On Tue, Sep 30, 2008 at 3:21 PM, "Martin v. Löwis" <martin@v.loewis.de> wrote:
My concern still is that it brings the bytes type into the status of another character string type, which is really bad, and will require further modifications to Python for the lifetime of 3.x.
I'd like to understand why this is "really bad". I though it was by design that the str and bytes types behave pretty similarly. You can use both as dict keys.
If they have to behave pretty similarly, they have to be supported in all APIs that deal with text.
I don't see how you get from "pretty similarly" to "all APIs". :-)
For example, people will demand that printing bytes should just copy them onto the stream (rather than invoking repr()), and writing them onto a text stream should work the same way.
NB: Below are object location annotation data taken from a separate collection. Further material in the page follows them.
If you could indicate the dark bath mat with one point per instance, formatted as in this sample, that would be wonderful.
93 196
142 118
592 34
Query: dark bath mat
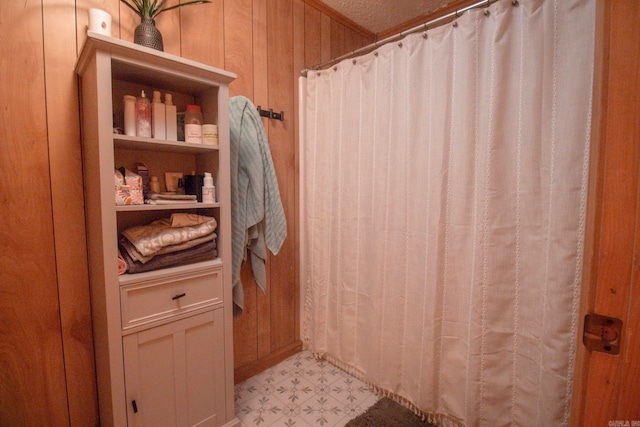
387 413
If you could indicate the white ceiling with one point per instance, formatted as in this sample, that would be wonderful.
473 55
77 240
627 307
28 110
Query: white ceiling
381 15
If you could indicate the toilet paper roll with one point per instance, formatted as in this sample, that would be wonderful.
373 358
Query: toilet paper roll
100 22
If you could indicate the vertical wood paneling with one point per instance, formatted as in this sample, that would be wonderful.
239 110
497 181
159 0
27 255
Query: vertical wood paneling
202 32
68 208
352 40
298 64
325 37
312 37
612 390
82 17
261 97
238 46
32 387
168 23
337 39
239 59
282 275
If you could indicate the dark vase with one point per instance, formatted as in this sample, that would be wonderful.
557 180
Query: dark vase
146 34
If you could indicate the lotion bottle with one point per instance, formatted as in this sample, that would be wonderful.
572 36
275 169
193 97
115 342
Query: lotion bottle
208 190
171 122
157 117
143 116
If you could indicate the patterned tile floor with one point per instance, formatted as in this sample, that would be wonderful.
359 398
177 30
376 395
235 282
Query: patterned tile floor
301 392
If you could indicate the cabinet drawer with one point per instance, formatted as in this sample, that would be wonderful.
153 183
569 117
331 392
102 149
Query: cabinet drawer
162 297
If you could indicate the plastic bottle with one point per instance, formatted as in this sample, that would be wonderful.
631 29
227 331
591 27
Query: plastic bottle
158 113
170 118
154 184
193 124
210 134
143 116
208 190
129 115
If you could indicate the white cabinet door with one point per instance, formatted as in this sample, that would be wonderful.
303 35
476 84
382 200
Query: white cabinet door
174 374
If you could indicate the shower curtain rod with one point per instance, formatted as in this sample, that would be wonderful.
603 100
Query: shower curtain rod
401 35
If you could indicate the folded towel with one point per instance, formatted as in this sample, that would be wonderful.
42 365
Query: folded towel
122 264
203 252
149 239
137 256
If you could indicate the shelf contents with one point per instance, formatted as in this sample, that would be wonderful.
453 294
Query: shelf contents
128 188
143 116
208 190
210 134
168 199
158 117
182 239
129 115
193 124
170 118
193 185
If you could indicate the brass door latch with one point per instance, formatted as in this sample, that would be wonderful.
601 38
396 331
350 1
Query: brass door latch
602 333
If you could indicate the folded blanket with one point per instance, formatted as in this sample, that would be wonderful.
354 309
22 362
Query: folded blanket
149 239
122 264
137 256
203 252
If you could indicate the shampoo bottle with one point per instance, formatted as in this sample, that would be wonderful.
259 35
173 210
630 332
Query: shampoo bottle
208 190
157 117
143 116
171 118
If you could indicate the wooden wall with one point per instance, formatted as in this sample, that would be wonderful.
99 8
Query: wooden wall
47 375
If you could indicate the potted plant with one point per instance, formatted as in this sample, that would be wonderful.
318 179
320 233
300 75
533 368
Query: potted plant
146 33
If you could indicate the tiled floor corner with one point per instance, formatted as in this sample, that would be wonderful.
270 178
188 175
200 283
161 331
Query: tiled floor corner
300 392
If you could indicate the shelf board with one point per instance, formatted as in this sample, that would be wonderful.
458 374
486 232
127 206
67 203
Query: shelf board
164 207
179 271
161 145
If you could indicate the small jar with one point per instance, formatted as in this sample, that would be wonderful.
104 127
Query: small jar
210 134
193 124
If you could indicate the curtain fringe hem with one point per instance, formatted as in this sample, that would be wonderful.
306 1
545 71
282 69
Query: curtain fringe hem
437 418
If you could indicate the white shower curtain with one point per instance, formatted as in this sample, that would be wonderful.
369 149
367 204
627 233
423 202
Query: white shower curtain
443 210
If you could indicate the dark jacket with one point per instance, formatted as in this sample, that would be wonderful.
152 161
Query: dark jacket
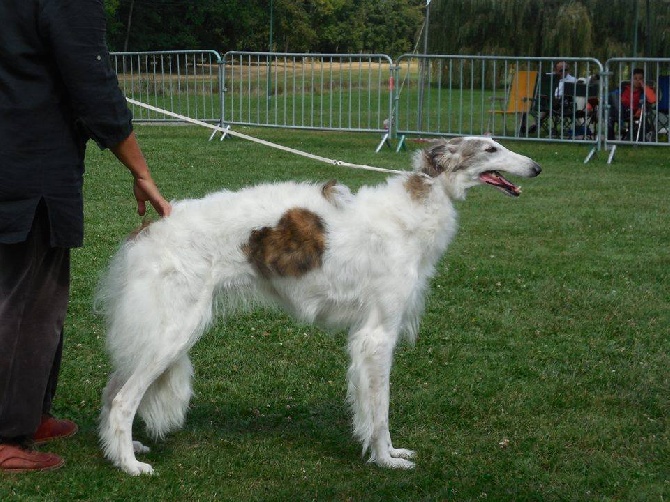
57 90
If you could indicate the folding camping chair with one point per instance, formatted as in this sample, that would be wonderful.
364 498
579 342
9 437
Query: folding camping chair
574 118
518 100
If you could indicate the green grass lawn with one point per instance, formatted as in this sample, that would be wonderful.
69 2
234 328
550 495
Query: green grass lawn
541 371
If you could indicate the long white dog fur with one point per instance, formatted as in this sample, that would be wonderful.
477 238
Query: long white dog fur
359 262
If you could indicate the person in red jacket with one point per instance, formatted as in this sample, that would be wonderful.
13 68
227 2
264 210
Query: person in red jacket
635 93
57 91
626 103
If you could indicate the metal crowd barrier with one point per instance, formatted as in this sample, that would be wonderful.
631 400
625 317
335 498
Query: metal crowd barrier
649 124
417 95
183 82
498 96
307 91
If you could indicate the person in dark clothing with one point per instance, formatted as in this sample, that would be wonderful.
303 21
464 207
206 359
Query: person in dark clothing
57 90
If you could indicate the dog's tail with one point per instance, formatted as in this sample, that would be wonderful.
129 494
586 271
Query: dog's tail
164 405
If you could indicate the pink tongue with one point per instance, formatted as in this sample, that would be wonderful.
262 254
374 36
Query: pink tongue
497 180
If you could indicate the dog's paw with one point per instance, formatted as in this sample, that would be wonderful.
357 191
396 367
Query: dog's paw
136 468
393 463
140 448
402 453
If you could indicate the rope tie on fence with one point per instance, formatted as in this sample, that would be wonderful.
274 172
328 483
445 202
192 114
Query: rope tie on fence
224 130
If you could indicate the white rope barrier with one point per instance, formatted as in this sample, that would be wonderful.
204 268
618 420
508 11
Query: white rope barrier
227 130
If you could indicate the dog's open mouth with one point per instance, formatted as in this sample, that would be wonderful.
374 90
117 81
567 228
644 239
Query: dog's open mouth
497 180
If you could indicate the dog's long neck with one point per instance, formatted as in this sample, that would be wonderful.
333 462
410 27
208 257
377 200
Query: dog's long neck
427 213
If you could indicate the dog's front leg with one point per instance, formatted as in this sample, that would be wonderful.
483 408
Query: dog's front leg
371 352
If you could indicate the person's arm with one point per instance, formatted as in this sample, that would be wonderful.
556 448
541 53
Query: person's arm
129 153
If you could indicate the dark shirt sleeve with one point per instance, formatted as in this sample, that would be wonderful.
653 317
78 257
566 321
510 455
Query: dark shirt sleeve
76 32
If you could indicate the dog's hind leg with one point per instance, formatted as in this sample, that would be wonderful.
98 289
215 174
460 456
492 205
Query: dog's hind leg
371 352
117 419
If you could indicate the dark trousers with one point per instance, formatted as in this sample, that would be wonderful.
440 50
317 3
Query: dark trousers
34 292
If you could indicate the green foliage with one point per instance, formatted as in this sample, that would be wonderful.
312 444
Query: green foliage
342 26
540 372
596 28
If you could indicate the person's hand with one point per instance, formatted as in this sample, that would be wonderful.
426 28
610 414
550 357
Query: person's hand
146 190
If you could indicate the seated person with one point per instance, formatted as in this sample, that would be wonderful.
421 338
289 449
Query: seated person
561 74
630 100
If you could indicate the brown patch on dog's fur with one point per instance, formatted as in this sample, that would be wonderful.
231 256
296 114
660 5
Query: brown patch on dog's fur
292 248
417 186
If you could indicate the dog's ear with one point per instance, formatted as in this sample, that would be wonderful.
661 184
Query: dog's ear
440 157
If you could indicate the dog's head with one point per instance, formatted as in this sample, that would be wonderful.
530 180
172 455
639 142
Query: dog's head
465 162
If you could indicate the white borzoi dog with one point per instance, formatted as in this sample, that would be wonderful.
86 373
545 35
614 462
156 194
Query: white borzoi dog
358 262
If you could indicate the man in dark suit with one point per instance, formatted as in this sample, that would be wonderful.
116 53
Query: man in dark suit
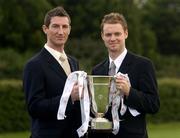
44 79
140 92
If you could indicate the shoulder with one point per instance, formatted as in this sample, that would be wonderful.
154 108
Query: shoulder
138 59
101 64
72 58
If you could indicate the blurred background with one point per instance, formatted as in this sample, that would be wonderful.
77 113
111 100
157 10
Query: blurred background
154 32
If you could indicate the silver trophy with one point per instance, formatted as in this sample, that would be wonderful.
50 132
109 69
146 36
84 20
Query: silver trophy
99 87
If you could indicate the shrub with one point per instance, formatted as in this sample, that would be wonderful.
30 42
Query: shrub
169 92
13 114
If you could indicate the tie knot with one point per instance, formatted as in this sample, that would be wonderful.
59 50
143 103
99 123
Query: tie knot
112 66
112 69
62 57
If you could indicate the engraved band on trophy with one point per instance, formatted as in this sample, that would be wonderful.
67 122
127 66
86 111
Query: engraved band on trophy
99 91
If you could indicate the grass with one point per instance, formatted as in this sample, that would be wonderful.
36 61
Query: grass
168 130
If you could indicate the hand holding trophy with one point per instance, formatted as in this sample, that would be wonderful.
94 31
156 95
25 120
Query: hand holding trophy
99 90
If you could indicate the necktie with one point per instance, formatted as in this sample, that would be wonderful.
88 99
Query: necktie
65 64
112 69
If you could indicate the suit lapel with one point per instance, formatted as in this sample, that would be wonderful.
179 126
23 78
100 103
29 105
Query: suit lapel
125 66
52 63
105 67
71 63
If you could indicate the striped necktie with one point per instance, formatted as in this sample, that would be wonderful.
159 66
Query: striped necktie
65 64
112 69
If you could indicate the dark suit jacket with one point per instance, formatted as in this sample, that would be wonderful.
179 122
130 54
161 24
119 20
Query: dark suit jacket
43 82
143 94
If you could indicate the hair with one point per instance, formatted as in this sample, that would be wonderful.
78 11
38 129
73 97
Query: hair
114 18
58 11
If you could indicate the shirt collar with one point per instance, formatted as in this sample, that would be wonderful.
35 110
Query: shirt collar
54 53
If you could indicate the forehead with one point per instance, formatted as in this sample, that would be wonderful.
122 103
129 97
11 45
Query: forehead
112 27
59 20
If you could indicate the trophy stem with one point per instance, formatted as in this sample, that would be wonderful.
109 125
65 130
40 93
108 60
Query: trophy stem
100 115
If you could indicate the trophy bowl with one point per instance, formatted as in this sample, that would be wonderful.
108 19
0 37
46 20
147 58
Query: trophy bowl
99 94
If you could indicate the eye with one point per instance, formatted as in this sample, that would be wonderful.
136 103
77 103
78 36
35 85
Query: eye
118 34
54 26
65 26
108 34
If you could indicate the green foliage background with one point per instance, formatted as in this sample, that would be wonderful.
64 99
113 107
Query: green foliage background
154 32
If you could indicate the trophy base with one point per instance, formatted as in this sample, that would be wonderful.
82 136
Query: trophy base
101 124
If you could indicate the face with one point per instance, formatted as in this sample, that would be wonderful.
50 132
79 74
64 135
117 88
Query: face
57 32
114 37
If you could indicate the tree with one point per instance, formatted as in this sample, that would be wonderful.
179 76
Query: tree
163 18
20 23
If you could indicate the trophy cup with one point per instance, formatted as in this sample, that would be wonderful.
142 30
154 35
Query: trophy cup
99 92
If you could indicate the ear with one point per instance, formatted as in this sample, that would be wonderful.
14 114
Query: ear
44 28
69 29
102 35
126 33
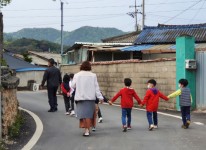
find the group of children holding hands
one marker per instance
(151, 100)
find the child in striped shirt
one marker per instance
(185, 101)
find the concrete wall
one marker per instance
(9, 109)
(29, 75)
(111, 76)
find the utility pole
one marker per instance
(62, 25)
(134, 14)
(1, 56)
(143, 14)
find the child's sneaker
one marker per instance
(100, 120)
(72, 113)
(155, 127)
(129, 128)
(187, 124)
(151, 127)
(124, 129)
(184, 127)
(93, 129)
(67, 113)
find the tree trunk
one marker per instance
(1, 36)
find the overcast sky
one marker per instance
(100, 13)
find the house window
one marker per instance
(122, 55)
(102, 56)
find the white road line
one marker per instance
(161, 113)
(199, 123)
(38, 132)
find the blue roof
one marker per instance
(136, 48)
(30, 69)
(19, 64)
(168, 33)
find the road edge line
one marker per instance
(37, 133)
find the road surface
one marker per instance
(61, 132)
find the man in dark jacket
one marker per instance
(53, 78)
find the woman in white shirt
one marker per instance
(87, 89)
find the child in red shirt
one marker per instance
(66, 92)
(151, 100)
(127, 95)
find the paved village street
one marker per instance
(62, 132)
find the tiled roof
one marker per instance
(126, 38)
(168, 33)
(16, 64)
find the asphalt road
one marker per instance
(62, 133)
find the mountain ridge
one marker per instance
(82, 34)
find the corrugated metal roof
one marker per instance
(169, 33)
(136, 48)
(15, 63)
(126, 38)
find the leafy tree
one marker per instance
(26, 57)
(4, 2)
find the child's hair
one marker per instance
(152, 81)
(127, 82)
(71, 75)
(183, 82)
(66, 78)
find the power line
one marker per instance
(166, 3)
(201, 6)
(183, 11)
(70, 16)
(69, 21)
(118, 6)
(186, 19)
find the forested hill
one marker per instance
(83, 34)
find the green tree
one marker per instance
(26, 57)
(4, 2)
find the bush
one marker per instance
(14, 129)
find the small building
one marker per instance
(24, 70)
(109, 50)
(41, 58)
(152, 43)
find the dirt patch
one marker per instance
(26, 132)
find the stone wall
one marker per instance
(9, 109)
(29, 75)
(111, 76)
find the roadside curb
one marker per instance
(38, 132)
(161, 113)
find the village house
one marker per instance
(151, 43)
(152, 55)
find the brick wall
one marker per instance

GUI library should support them, the XML libraries, and so on.
Where will you stop, and tell people that bytes are just not supposed to do this or that?
Printing a bytes object already works, and displays its repr(), which is guaranteed to be pure ASCII (unlike the repr() of a unicode str object in Py3k). All the others you mention will cause breakage as they should -- these errors exist to force the programmer to think about encodings or conversions. I don't see that as a big burden because the only way there could be bytes here in the first place is when the user explicitly requested bytes. A program that only ever passes text strings to the os module is only ever going to get text strings back.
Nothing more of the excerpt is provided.